Croyaient-ils en Jésus, en Mahomet, en ces dieux qui les avaient fait naître ainsi, misérables dans ces contrées dévastées par la haine, ou bien croyaient-ils davantage en ces passeurs qui, pour une fortune, leur avaient promis le paradis européen ? Avaient-ils du talent ? Auraient-ils fait des artisans, des poètes, des criminels ou des saints ? Avaient-ils par ailleurs pris connaissance de nos théories, au demeurant très justes et très documentées, sur les «flux migratoires» ? Imaginaient-ils qu'en traversant la mer au péril de leur vie et en osant venir ici par milliers, ils risquaient forcément de faire le jeu du Front national (en France) ou d'Aube Dorée (en Grèce) ? Connaissaient-ils seulement la ville de Schengen, au Luxembourg ? Avaient-ils entendu nos sorcières et nos politiciens souffler ce gros mot de Schchchchchengen qui boursoufle leurs bajoues ? Savaient-ils que l'Europe n'est plus, ne peut plus être la banlieue du paradis, qu'il y a des grilles immenses à Ceuta et des gouffres amers au large de la Libye ?
Toutes ces interrogations se sont noyées dans les flots de notre Méditerranée.

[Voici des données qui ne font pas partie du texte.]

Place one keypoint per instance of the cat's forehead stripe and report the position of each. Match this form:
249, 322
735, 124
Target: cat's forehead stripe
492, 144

700 morts, dit-on, dans un cargo. 700, c'est un chiffre rond, c'est un bilan, c'est un fait-divers exceptionnel, mais ça ne dira jamais la somme d'aventures et d'espoirs, d'énergies et d'amour, de cœur et de muscles qui sont tombés au champ d'horreur des grandes migrations.
Pour peu que nous ayons conscience de notre humanité, que nous voulions, toujours et encore, jouer à notre place un petit rôle pour atténuer le malheur des autres, comment ne pas ressentir une grave blessure morale à l'idée de cette tragédie moderne ? Qu'on se réclame de tous les humanismes, du socialisme ou du christianisme, il est, dans le maelström de l'actualité, des heures plus révoltantes que d'autres.
Bien sûr, nous savons que les guerres et l'anarchie qui déstabilisent l'Afrique – Libye, Syrie, Irak ou Soudan – sont les causes de ces exodes massifs. Nous savons que l'Europe, prospère malgré la crise et riche de tous ses bons sentiments, a pris l'habitude de regarder ailleurs lorsque la misère s'échoue sur ses plages…
Pour peu qu'on aime y tremper un pied, qu'on aime les paysages de ses deux rives, ses oliviers, ses cigales, son sable et ses poissons – il arrive, un jour comme aujourd'hui, qu'on ait honte de la Méditerranée, cette «mare nostrum» polluée par la violence, la mort et l'indifférence.